We weren’t born with a silver spoon in our mouths but we had it a little easier than most entrepreneurs. Our start up funding came from our parents. It’s not like we asked them and they said here you go, it was a fun process. We pitched our ideas to them, heard their criticisms, revised our plans and went back with projections and made them believe in the idea and us more than we even did before taking the funding. After that we have been bootstrapping and haven’t taken a penny more.


Every business has a target market, how would you define the ambit of E- Shack’s market? Do you think students form a major market segment for E- Shack?

With our product range we have been able to cater to varied preferences and tastes. Even though we showcase only 14 products we have manage to have a little something for beer lovers as well as tequila and vodka aficionados.  Also some of our products such as beer bongs and beer helmets cater to the younger generation and crowd whereas whiskey stones and alcohol dispensers have found a slightly older clientele thus covering a wide audience.


How has been the profit/loss ratio of E- Shack so far?

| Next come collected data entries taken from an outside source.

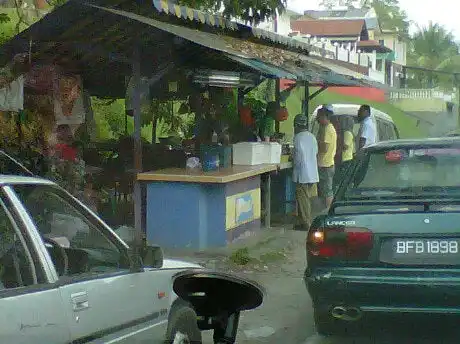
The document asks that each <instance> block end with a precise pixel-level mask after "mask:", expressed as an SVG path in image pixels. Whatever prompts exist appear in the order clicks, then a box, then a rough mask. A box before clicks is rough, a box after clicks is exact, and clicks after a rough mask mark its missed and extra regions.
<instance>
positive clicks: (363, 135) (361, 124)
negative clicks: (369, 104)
mask: <svg viewBox="0 0 460 344" xmlns="http://www.w3.org/2000/svg"><path fill="white" fill-rule="evenodd" d="M358 121H359V122H360V123H361V126H360V128H359V134H358V140H359V141H358V149H361V148H364V147H367V146H369V145H371V144H373V143H375V142H376V141H377V128H376V127H375V123H374V121H373V120H372V118H371V108H370V106H369V105H361V107H360V108H359V110H358Z"/></svg>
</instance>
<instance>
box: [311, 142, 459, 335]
mask: <svg viewBox="0 0 460 344" xmlns="http://www.w3.org/2000/svg"><path fill="white" fill-rule="evenodd" d="M306 251H307V252H306V255H307V262H308V266H307V268H306V270H305V276H304V279H305V283H306V286H307V289H308V292H309V294H310V296H311V298H312V301H313V306H314V318H315V323H316V328H317V331H318V332H319V333H320V334H323V335H328V334H332V333H334V332H337V331H342V330H343V329H344V327H346V326H347V324H349V323H350V322H354V321H357V320H360V319H361V318H362V317H365V316H366V315H369V314H370V313H374V314H385V313H386V314H388V313H406V314H407V313H426V314H433V313H437V314H460V138H456V137H448V138H435V139H423V140H398V141H386V142H380V143H377V144H375V145H372V146H369V147H367V148H365V149H363V150H362V151H361V152H360V153H359V154H358V155H357V157H356V158H355V160H354V162H353V164H352V165H350V168H349V171H348V173H347V176H346V177H345V179H344V180H342V182H341V184H340V186H339V187H338V189H337V192H336V194H335V197H334V201H333V203H332V206H331V207H330V209H329V210H328V211H327V212H326V213H324V214H321V215H319V216H317V217H316V218H315V220H314V221H313V224H312V226H311V228H310V230H309V232H308V235H307V242H306Z"/></svg>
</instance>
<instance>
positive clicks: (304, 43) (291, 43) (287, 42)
mask: <svg viewBox="0 0 460 344" xmlns="http://www.w3.org/2000/svg"><path fill="white" fill-rule="evenodd" d="M152 1H153V5H154V6H155V8H156V9H157V11H159V12H161V13H166V14H169V15H174V16H176V17H178V18H181V19H184V20H195V21H198V22H200V23H202V24H207V25H210V26H215V27H219V28H222V29H230V30H238V29H240V28H242V27H244V28H247V29H250V30H251V31H252V34H253V35H254V37H257V38H262V39H266V40H269V41H271V42H273V43H278V44H282V45H285V46H288V47H290V48H295V49H300V50H304V51H305V52H307V53H308V52H310V51H316V50H317V51H318V52H319V51H320V49H319V48H318V47H315V46H314V45H310V44H307V43H305V42H302V41H300V40H297V39H293V38H291V37H289V36H283V35H279V34H277V33H274V32H271V31H267V30H263V29H259V28H255V27H252V26H247V25H245V24H242V23H237V22H235V21H231V20H228V19H226V18H224V17H222V16H220V15H217V14H212V13H206V12H203V11H200V10H196V9H194V8H190V7H187V6H181V5H177V4H174V3H171V2H169V1H167V0H152Z"/></svg>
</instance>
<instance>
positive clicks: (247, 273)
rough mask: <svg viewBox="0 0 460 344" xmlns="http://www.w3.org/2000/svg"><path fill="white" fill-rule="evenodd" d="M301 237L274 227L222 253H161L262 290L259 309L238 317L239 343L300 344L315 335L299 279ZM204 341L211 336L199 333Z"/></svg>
mask: <svg viewBox="0 0 460 344" xmlns="http://www.w3.org/2000/svg"><path fill="white" fill-rule="evenodd" d="M305 237H306V233H305V232H298V231H293V230H288V229H285V228H274V229H269V230H262V231H261V232H259V233H258V234H257V235H255V236H253V237H250V238H246V239H244V240H241V241H239V242H237V243H235V244H232V245H229V246H228V247H226V248H222V249H215V250H209V251H202V252H190V251H188V252H187V251H182V252H179V251H174V252H172V251H171V252H168V251H166V252H165V255H166V256H168V257H171V258H180V259H184V260H188V261H193V262H197V263H199V264H201V265H204V266H205V267H207V268H212V269H217V270H220V271H226V272H233V273H236V274H238V275H241V276H243V277H246V278H249V279H251V280H254V281H256V282H258V283H259V284H261V285H262V286H263V287H264V288H265V292H266V296H265V298H264V302H263V304H262V305H261V306H260V307H259V308H257V309H255V310H252V311H248V312H244V313H243V314H242V317H241V319H240V326H239V331H238V338H237V342H238V343H259V342H260V343H262V342H263V343H273V344H274V343H302V342H303V340H304V339H305V338H306V336H307V334H308V333H311V332H312V331H314V329H313V324H312V320H311V302H310V299H309V297H308V293H307V291H306V289H305V285H304V283H303V279H302V277H303V271H304V269H305V264H306V259H305ZM203 339H204V342H205V343H212V334H211V333H209V332H207V333H204V338H203Z"/></svg>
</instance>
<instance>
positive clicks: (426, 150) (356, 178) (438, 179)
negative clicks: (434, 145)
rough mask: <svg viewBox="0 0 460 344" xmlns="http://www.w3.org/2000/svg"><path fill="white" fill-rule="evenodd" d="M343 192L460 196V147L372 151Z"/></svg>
mask: <svg viewBox="0 0 460 344" xmlns="http://www.w3.org/2000/svg"><path fill="white" fill-rule="evenodd" d="M342 191H343V192H342V194H343V196H345V197H385V196H386V197H391V196H393V195H395V196H400V195H409V196H410V195H420V194H422V195H426V194H436V193H451V194H454V193H455V194H456V195H460V148H436V149H433V148H428V149H395V150H386V151H375V152H370V153H369V154H368V155H367V156H366V157H364V158H363V159H361V160H360V161H358V162H357V165H356V168H355V170H354V174H353V176H350V180H348V182H346V183H345V186H344V190H342Z"/></svg>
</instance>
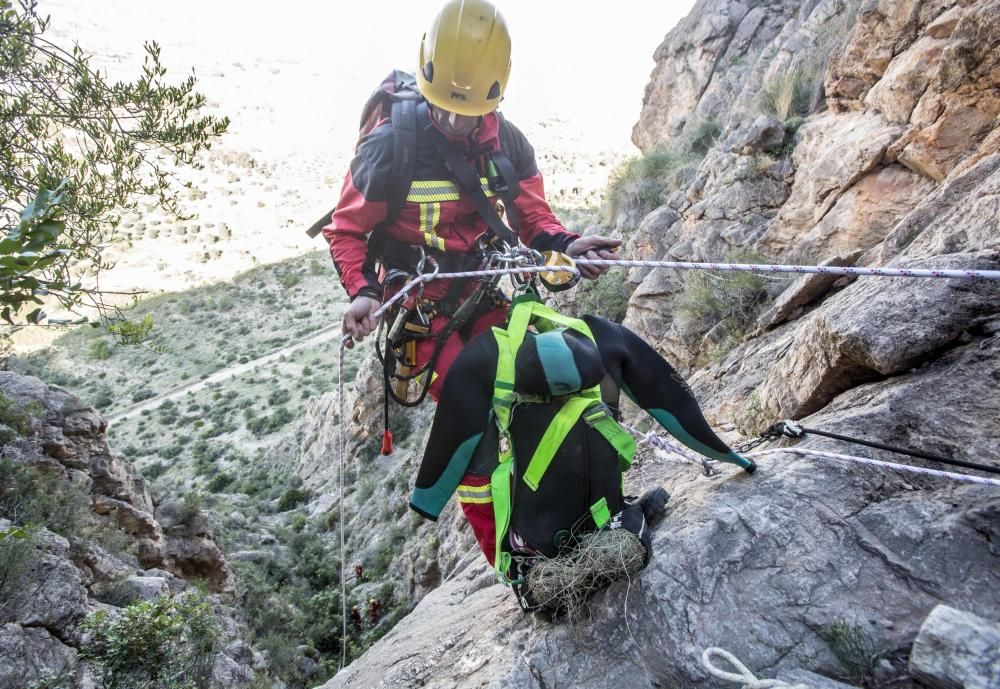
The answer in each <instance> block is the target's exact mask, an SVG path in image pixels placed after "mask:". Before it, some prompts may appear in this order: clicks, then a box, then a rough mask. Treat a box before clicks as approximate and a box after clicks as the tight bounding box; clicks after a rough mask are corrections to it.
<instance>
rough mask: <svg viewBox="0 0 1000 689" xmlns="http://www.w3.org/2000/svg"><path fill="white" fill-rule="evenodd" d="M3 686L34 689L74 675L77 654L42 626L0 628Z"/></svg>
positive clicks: (16, 625)
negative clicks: (71, 675) (73, 673)
mask: <svg viewBox="0 0 1000 689" xmlns="http://www.w3.org/2000/svg"><path fill="white" fill-rule="evenodd" d="M0 658H3V662H2V663H0V687H4V689H30V688H31V687H35V686H38V685H40V684H43V683H44V682H45V680H51V679H55V678H58V677H59V676H60V675H62V674H64V673H70V672H72V670H73V668H74V667H75V665H76V651H75V650H74V649H72V648H70V647H69V646H67V645H65V644H64V643H62V642H61V641H60V640H59V639H57V638H56V637H54V636H53V635H52V634H50V633H49V632H48V631H47V630H45V629H43V628H40V627H21V626H20V625H17V624H5V625H3V626H0Z"/></svg>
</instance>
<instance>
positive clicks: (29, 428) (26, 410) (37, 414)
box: [0, 393, 45, 443]
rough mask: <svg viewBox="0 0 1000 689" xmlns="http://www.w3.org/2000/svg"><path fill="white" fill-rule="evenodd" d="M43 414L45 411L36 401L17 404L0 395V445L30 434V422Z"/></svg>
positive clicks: (4, 395) (17, 403) (37, 402)
mask: <svg viewBox="0 0 1000 689" xmlns="http://www.w3.org/2000/svg"><path fill="white" fill-rule="evenodd" d="M44 413H45V409H44V408H43V407H42V405H41V404H40V403H39V402H37V401H34V400H32V401H31V402H29V403H27V404H18V403H16V402H15V401H14V400H11V399H10V398H8V397H7V396H5V395H3V394H2V393H0V443H8V442H10V441H11V440H13V439H14V438H19V437H23V436H25V435H27V434H28V433H30V432H31V422H32V420H33V419H35V418H38V417H40V416H42V414H44Z"/></svg>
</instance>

I won’t answer that because I don’t think a figure can define either the work we’ve put in or the results till now or what we can achieve. We’re happy where we are and have a long way to go.


Not intending to make it sound like a 5 year government plan, but yet, where do you guys see yourself five years down the line?



Last but not the least, what would be your advice to your fellow students and dreamers?

There is no right time to start up. It’s a gut feeling an instinct that tells you to take the plunge and when you feel that its best to jump right in. Even if things don’t go your way remember that as an entrepreneur one needs to adapt and innovate and things do always fall into place. Do things the right way, always and it will get you farthest. There are no short cuts in life.